Download Images from list of urls

  • Create a folder in your machine.

  • Place your text file of images URL in the folder.

  • cd to that folder.
  • Use wget -i images.txt

  • You will find all your downloaded files in the folder.


On Windows 10/11 this is fairly trivial using

for /F "eol=;" %f in (filelist.txt) do curl -O %f

Note the inclusion of eol=; allows us to mask individual exclusions by adding ; at the start of those lines in filelist.txt that we do not want this time. If using above in a batch file GetFileList.cmd then double those %%'s

Windows 7 has a FTP command, but that can often throw up a firewall dialog requiring a User Authorization response.

Currently running Windows 7 and wanting to download a list of URLs without downloading any wget.exe or other dependency like curl.exe (which would be simplest as the first command) the shortest compatible way is a power-shell command (not my favorite for speed, but if needs must.)

The file with URLs is filelist.txt and IWR is the PS near equivalent of wget.

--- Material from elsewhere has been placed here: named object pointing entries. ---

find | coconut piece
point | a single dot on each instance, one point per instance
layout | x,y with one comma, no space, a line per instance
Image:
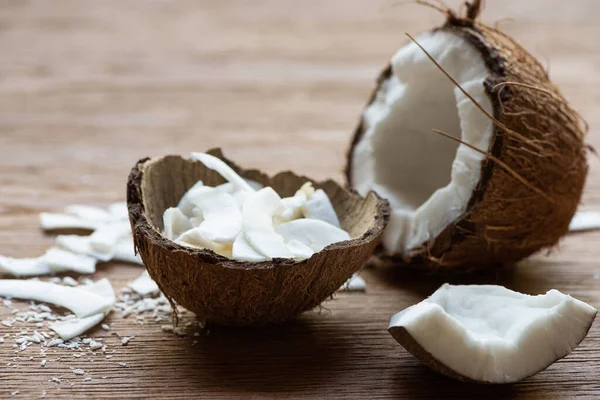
224,170
88,213
356,283
61,260
24,266
222,219
491,334
185,205
175,223
53,221
81,301
319,207
81,245
223,291
107,236
257,220
487,200
313,233
585,221
143,284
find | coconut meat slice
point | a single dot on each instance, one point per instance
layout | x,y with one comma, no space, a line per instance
428,179
585,221
175,223
224,170
24,266
81,301
319,207
222,216
143,284
257,222
491,334
313,233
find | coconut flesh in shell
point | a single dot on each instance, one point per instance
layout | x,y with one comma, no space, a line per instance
490,334
226,291
514,184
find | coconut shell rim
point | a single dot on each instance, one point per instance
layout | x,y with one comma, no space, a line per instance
140,225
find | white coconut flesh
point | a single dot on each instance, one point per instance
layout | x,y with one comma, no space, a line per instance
245,221
427,178
492,334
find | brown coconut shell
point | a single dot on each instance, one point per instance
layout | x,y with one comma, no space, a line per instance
230,292
506,220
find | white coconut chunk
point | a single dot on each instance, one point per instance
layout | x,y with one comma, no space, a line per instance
243,251
492,334
88,213
292,207
585,221
77,299
143,284
81,245
319,207
257,222
107,236
24,266
71,328
175,222
62,260
52,221
299,249
354,284
124,251
222,217
224,170
428,179
194,238
185,205
314,233
118,211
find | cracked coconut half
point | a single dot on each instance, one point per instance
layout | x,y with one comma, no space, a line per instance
510,181
490,334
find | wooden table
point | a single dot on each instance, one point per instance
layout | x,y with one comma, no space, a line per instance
89,87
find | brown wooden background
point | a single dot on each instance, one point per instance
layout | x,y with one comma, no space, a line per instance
89,87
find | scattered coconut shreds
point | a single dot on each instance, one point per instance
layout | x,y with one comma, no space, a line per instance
143,284
585,221
355,283
80,301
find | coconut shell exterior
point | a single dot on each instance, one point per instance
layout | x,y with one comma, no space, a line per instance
229,292
506,220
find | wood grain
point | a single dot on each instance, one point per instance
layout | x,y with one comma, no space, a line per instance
89,87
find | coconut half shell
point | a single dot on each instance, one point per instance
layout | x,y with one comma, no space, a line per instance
541,139
230,292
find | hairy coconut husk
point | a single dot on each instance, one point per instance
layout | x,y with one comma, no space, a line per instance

The Security Protocol first command ensures we are using modern TLS1.2 protocol

-OutF ... split-path ... means the filenames will be the same as remote filenames but in CWD (current working directory), for scripting you can cd /d folder if necessary.

PS> [Net.ServicePointManager]::SecurityProtocol = "Tls12" ; GC filelist.txt | % {IWR $_ -OutF $(Split-Path $_ -Leaf)}

To run as a CMD use a slightly different set of quotes around 'Tls12'

PowerShell -C "& {[Net.ServicePointManager]::SecurityProtocol = 'Tls12' ; GC filelist.txt | % {IWR $_ -OutF $(Split-Path $_ -Leaf)}}"

This needs to be made into a function with error handling but it repeatedly downloads images for image classification projects

    import requests

    urls = pd.read_csv('cat_urls.csv') #save the url list as a dataframe

    rows = []

    for index, i in urls.iterrows():
        rows.append(i[-1])

    counter = 0

    for i in rows:
    

    file_name = 'cat' + str(counter) + '.jpg'
    
        print(file_name)
        response = requests.get(i)
        file = open(file_name, "wb")
        file.write(response.content)
        file.close()
        counter += 1